Just wanted to let you know, that even though this is my first visit here, I'm feeling your pain. I have a 19yo son, and three years ago I was very worried about his mental health. He's sought treatment and in a much better place, but for quite a while, I dreaded leaving him alone. xx

Mary said...

Sending all the good, strong and positive thoughts ... this blogging community is a wonderful support and I'm so glad you let us in (even just a little)!

Vickie said...

I am praying for you all. I am so sorry Penny. Keep praying.
Penny, your BBD ornament is wonderful. I have always wanted to stitch that one.

Terri said...

I went through a very similar situation with my youngest son. Thankfully, he is doing well now. Prayers and hugs for you and your family!

Anna van Schurman said...

Best wishes for your family's returned good health and happiness.

Preeti said...

Sending you hugs and prayers, Penny. I can understand the pain of depression that you and your family is going through. There is nothing more important than life and it is not worth wasting for someone(or situation) who doesn't even know you are hurt.

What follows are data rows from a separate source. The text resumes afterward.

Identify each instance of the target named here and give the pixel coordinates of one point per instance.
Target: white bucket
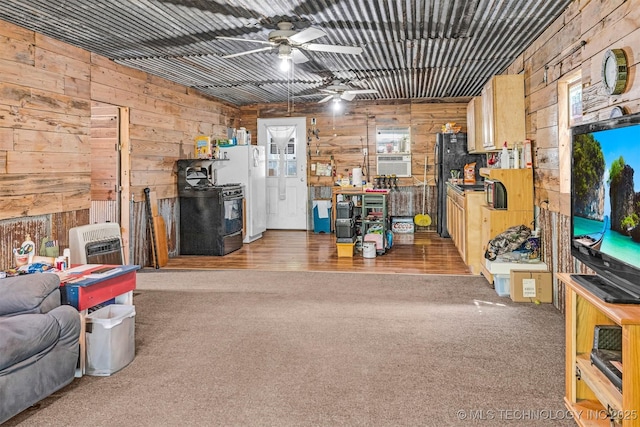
(369, 249)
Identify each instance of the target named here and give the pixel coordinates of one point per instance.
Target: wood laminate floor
(280, 250)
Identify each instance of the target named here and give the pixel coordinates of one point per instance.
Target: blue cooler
(322, 216)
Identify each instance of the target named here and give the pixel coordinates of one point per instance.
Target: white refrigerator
(247, 166)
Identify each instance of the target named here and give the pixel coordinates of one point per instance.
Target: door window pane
(285, 161)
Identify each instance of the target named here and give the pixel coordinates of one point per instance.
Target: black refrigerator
(451, 154)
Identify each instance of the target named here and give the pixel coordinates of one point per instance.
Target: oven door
(232, 215)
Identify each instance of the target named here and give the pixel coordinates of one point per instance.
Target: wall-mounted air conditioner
(394, 164)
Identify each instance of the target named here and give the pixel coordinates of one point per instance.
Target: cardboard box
(531, 286)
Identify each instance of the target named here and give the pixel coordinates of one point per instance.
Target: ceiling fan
(338, 91)
(290, 43)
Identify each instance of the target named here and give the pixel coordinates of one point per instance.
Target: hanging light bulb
(337, 104)
(284, 64)
(284, 53)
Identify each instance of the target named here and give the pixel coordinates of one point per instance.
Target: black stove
(211, 214)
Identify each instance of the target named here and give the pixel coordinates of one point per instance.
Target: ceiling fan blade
(298, 57)
(247, 52)
(348, 96)
(351, 50)
(243, 40)
(356, 91)
(307, 35)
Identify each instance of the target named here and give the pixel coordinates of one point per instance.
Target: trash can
(110, 339)
(322, 216)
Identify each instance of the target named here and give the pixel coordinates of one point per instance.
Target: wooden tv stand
(589, 395)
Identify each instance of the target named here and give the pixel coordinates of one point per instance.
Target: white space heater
(96, 244)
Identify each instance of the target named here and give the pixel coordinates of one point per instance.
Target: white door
(287, 196)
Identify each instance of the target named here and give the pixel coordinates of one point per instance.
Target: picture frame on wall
(575, 103)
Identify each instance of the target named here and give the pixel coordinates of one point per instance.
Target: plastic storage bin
(402, 225)
(501, 284)
(110, 339)
(345, 250)
(321, 225)
(344, 210)
(345, 228)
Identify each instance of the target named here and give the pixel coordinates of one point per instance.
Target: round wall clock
(614, 71)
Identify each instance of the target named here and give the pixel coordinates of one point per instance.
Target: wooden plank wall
(344, 135)
(104, 153)
(556, 53)
(47, 89)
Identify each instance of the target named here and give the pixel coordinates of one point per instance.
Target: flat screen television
(605, 207)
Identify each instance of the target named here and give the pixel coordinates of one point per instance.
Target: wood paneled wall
(343, 135)
(558, 52)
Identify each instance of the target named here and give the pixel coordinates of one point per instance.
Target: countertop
(461, 188)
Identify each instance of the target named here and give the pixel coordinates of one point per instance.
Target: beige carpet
(250, 348)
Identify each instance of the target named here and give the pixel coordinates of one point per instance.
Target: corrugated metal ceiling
(411, 48)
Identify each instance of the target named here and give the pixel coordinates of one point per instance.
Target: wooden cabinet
(519, 186)
(474, 125)
(503, 114)
(588, 393)
(463, 224)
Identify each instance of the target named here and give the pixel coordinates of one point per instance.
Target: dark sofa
(38, 341)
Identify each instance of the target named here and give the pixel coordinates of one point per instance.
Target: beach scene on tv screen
(606, 192)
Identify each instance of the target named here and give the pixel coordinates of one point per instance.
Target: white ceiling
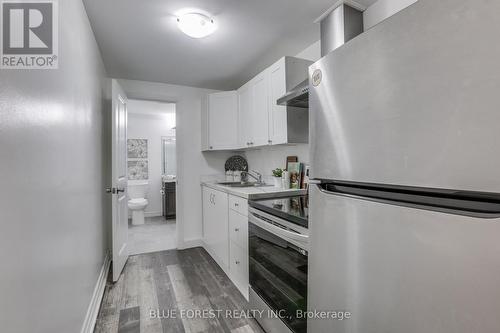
(139, 39)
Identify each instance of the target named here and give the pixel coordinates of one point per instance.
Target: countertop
(252, 193)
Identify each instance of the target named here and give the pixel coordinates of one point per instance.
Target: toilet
(137, 192)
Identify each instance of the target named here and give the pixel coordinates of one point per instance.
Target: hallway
(171, 282)
(157, 234)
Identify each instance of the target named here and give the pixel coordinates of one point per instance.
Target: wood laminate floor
(181, 284)
(156, 234)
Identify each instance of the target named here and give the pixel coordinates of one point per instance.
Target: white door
(223, 120)
(119, 182)
(260, 110)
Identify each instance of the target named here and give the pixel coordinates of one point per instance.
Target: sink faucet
(255, 175)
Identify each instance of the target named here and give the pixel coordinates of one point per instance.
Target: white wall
(53, 208)
(312, 52)
(191, 163)
(152, 121)
(383, 9)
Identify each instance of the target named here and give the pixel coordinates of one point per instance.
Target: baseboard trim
(152, 214)
(148, 214)
(95, 302)
(190, 243)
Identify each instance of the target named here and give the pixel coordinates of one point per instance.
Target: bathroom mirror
(169, 160)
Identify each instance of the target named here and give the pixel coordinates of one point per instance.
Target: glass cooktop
(293, 209)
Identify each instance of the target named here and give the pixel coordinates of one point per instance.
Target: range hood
(297, 97)
(339, 24)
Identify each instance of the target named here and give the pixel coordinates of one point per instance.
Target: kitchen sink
(245, 184)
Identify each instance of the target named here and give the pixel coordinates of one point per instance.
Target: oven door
(278, 267)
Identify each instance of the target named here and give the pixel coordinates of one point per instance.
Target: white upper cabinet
(260, 110)
(251, 117)
(222, 121)
(245, 115)
(277, 113)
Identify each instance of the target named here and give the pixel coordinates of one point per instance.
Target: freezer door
(401, 269)
(413, 101)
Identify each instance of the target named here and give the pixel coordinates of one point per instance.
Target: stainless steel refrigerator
(405, 146)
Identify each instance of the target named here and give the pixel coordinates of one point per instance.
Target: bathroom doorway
(152, 185)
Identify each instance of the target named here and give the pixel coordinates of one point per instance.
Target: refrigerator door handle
(472, 204)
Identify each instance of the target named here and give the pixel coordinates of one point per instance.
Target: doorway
(152, 176)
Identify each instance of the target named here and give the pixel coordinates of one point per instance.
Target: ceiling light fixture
(196, 25)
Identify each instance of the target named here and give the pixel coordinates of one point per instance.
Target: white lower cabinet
(239, 268)
(216, 225)
(225, 234)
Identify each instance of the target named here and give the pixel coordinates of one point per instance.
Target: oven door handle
(282, 233)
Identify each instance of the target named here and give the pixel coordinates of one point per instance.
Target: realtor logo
(29, 34)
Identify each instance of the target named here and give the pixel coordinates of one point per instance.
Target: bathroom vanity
(169, 199)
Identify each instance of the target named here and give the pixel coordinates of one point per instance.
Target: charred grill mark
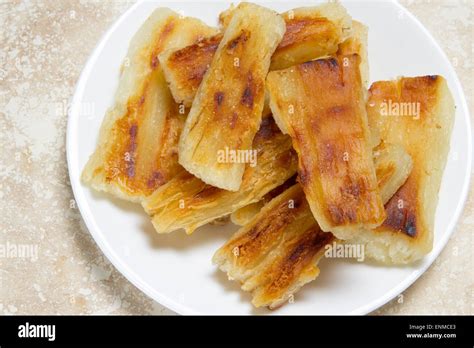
(287, 159)
(239, 40)
(267, 130)
(338, 110)
(323, 64)
(304, 176)
(339, 215)
(157, 179)
(313, 240)
(301, 254)
(204, 48)
(431, 78)
(249, 92)
(206, 192)
(219, 98)
(402, 219)
(233, 120)
(269, 227)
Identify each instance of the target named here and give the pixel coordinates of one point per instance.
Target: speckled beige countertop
(44, 46)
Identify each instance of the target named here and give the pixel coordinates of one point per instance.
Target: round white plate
(176, 269)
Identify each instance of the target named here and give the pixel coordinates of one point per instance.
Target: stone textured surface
(44, 46)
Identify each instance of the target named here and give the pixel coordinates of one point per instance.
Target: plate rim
(94, 230)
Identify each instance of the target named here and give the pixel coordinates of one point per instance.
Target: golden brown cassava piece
(278, 249)
(311, 32)
(227, 110)
(392, 167)
(417, 113)
(321, 105)
(186, 202)
(137, 147)
(277, 252)
(358, 43)
(242, 216)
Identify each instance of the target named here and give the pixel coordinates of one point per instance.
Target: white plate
(176, 269)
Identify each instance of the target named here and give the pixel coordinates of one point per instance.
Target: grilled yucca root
(186, 202)
(311, 32)
(228, 107)
(417, 113)
(358, 43)
(392, 167)
(243, 215)
(277, 251)
(321, 105)
(137, 147)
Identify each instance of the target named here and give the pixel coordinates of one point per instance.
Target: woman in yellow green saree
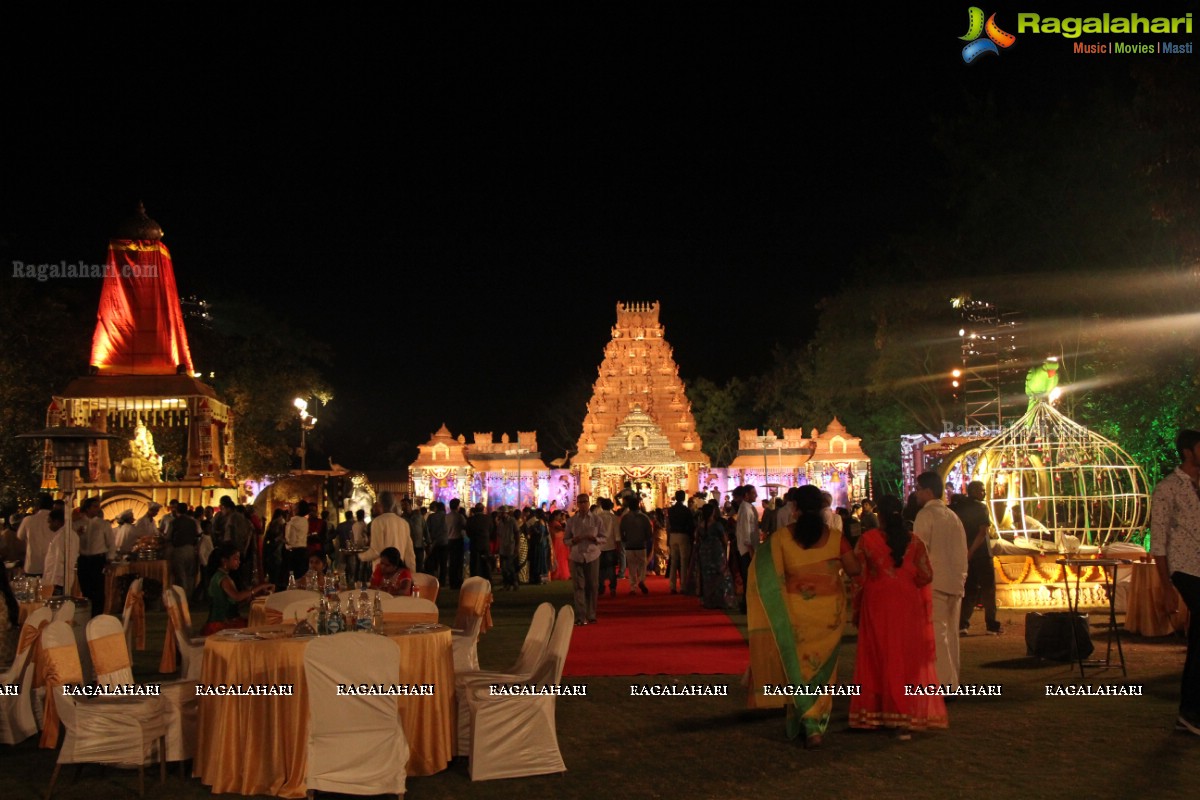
(796, 609)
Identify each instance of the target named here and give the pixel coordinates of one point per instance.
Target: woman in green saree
(796, 609)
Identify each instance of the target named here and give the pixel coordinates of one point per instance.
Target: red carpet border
(657, 635)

I hope you all feel better after some time and take medical help if needed.
Lovely stitching, keep stitching and reading, it helps.

Margaret said...

I'm so sorry you and your family are going through hard times right now. Prayers and lots of positive vibes being sent your way. Being a parent never is easy -- I thought it would get easier as they got older, but no. Not true. And now they are adults, it just seems harder, doesn't it? All the best to you. We have dealt with depression in our family as well.

Julie said...

Sending warm, caring {hug} to you Penny.
I remember my grandmother telling me when I had my first child that the worry I had when I first took him home from hosppital was just the beginning and as time passed it would become harder as he would be walking his own pathway in life and I would be standing by to help guide him. I often think of her and her wisdom as my children have grown. She also said that children bring such joy to your lives and we must remember that life is a learning lesson for us all, some of it good and some of it not so good.
I hope your children are soon a lot happier and smiling at small moments that come into their lives.
Much love to you. xxx
A lovely header picture you have on the blog

Cindy's Stitching said...

We all get thrown into the fire, but remember we all come out refined. Prayers sent your way. And this to shall pass.

Von said...

Praying for you and your children in this difficult time.

diamondc said...

Penny: I hope this post finds things getting a littler easier for you and your family.
Love the design you are working on.

Blessings
Catherine

Justine said...

So sorry to read This, I hope that things are becoming easier for you and I will keep you and your family in my prayers.

Brigitte said...

Oh ((((Penny)))). In your latest post I read that things are getting better but I will continue sending my thoughts.

Sally said...

Oh Penny I cannot imagine what you are going through. Sending lots of positive thoughts.we never stop worrying about our children no matter how old they are.

Astrids dragon said...

Just catching up on reading, I'm so sorry to hear what your family is going through. I hope things are getting better every day. Hugs and prayers coming your way...

Unknown said...

Thank you for your honesty. I read various blogs...all peaches and cream. It’s not real to have life flow smoothly, AND it sure makes me grateful when it does!